Die Kanzlerin und die Länderchefs wollen eine Halbzeitbilanz des zunächst bis Monatsende verhängten teilweisen Lockdowns ziehen. Vertreter beider Seiten machten bereits deutlich, dass sie sich Lockerungen zum jetzigen Zeitpunkt nicht vorstellen können. Erschwerend kommt hinzu, dass die bislang vorliegenden Daten noch keine allzu große Aussagekraft über die Wirksamkeit der Maßnahmen haben. Bei der Sitzung soll außerdem darüber gesprochen werden, wie die Corona-Warnapp verbessert werden kann.

Wie ist die Perspektive?

Eine Verlängerung der Bestimmungen über November hinaus oder sogar eine Verschärfung ist nicht ausgeschlossen. Merkel warnte am Wochenende: „Der vor uns liegende Winter wird uns allen noch viel abverlangen.“ Bundeswirtschaftsminister Peter Altmaier (CDU) rechnet „zumindest in den nächsten vier bis fünf Monaten“ noch mit erheblichen Einschränkungen. Auch Baden-Württembergs Ministerpräsident Winfried Kretschmann (Grüne) dämpfte die Hoffnung auf eine baldige Rückkehr zur Normalität: Erst wenn die Infektionsdynamik auf „durchschlagende Weise“ durchbrochen sei, „können wir darüber sprechen, wie wir Weihnachten gestalten.“ Bayerns Ministerpräsident Markus Söder (CSU) sagte, er könne erst kommende Woche entscheiden, ob der Lockdown verlängert oder sogar vertiefet werden müsse.
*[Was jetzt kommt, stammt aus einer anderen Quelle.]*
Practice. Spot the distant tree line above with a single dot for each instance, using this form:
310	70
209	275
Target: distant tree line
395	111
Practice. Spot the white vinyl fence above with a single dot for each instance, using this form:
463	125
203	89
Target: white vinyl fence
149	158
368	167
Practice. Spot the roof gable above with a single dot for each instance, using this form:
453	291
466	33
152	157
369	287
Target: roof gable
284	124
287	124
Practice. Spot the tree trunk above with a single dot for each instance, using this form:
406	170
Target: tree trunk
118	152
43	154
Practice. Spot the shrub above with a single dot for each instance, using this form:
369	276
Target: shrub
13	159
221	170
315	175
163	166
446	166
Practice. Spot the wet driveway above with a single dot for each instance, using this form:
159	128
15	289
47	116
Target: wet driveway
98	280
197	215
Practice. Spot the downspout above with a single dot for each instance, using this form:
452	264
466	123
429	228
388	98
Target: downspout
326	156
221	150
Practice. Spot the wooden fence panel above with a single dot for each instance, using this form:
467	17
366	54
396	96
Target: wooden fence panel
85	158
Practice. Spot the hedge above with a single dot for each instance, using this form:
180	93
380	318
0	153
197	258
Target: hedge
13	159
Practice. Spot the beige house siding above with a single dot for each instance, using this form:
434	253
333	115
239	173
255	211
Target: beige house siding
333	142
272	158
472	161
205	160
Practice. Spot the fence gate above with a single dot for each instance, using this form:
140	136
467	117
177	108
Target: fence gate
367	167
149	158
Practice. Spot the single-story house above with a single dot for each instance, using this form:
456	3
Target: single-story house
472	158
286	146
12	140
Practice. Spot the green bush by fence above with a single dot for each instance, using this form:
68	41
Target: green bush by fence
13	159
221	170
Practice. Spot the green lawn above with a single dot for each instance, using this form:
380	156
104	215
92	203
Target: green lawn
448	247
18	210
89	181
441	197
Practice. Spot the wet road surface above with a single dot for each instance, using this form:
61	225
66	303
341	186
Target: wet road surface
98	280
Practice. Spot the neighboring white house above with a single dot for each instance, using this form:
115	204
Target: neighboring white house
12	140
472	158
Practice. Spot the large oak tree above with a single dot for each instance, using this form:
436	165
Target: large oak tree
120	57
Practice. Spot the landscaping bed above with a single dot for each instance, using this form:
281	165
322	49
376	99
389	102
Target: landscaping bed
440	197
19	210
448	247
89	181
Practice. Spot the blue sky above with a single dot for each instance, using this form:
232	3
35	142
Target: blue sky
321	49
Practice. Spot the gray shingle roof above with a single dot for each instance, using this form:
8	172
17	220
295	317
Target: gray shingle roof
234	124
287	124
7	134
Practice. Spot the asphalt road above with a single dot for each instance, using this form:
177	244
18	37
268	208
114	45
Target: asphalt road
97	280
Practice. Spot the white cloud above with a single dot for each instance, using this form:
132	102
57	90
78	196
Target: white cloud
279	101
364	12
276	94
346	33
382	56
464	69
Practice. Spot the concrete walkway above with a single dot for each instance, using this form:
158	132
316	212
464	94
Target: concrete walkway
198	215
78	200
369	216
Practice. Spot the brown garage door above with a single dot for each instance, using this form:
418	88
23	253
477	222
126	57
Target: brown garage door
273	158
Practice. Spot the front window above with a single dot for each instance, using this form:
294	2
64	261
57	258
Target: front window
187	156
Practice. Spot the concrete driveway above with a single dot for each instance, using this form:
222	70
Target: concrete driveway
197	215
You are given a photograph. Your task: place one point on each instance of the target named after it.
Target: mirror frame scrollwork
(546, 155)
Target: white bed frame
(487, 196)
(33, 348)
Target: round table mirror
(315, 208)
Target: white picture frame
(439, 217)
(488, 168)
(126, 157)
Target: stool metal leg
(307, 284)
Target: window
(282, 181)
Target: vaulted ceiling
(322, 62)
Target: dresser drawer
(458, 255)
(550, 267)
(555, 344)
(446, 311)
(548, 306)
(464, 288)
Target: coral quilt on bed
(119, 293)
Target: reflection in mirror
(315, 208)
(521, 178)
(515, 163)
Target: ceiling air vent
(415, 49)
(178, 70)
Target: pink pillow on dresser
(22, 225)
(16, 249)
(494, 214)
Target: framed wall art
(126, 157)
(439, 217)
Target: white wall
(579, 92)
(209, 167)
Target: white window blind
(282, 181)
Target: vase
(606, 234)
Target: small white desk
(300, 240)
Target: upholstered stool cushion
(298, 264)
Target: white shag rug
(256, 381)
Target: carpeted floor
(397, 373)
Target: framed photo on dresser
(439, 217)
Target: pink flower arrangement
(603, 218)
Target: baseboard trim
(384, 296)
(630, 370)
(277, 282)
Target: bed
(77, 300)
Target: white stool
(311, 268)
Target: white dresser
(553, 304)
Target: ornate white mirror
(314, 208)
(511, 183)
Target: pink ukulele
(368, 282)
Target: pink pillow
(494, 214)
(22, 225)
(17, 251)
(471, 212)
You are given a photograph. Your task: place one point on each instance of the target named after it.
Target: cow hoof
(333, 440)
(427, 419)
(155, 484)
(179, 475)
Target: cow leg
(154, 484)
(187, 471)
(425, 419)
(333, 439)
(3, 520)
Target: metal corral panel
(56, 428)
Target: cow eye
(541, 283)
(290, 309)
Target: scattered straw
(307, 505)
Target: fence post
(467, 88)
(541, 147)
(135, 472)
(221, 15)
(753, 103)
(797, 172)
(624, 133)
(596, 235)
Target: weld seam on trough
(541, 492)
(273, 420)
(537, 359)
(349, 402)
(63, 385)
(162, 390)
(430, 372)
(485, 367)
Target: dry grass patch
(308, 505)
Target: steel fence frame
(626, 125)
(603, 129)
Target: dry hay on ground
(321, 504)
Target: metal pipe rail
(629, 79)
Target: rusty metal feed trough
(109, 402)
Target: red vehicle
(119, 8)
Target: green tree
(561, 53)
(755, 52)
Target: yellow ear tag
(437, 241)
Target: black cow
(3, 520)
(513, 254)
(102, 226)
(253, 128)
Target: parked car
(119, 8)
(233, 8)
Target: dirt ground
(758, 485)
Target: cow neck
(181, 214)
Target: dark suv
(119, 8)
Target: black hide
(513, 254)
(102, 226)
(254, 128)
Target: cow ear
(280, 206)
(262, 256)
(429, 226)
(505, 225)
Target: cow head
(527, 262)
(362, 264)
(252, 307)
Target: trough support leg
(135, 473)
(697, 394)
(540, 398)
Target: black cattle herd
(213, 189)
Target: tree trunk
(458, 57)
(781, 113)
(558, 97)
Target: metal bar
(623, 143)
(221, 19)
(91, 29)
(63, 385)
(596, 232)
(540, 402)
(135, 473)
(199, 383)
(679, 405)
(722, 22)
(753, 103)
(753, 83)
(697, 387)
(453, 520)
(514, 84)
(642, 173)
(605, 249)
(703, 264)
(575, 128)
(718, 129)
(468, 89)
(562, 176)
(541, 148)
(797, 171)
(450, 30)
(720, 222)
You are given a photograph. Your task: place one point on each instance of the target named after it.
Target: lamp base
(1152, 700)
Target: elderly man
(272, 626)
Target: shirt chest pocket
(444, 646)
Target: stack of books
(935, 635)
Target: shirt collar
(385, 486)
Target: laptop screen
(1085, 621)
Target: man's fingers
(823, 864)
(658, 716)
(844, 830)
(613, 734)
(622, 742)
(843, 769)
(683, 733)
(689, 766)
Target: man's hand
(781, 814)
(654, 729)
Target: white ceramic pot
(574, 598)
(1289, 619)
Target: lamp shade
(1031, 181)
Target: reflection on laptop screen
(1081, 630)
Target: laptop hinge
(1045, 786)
Drohen wieder Schulschließungen?

„Wir wollen, so es irgend möglich ist, die Schulen offenhalten und Präsenzunterricht ermöglichen“, sagte Regierungssprecher Steffen Seibert. Wirtschaftsminister Altmaier regt an, Unterricht in Gemeindezentren, Kulturhäuser oder in ungenutzte Räume von Gaststätten und Hotels zu verlagern. In den Klassenzimmern sei es oft schwer, die Abstandsregeln einzuhalten.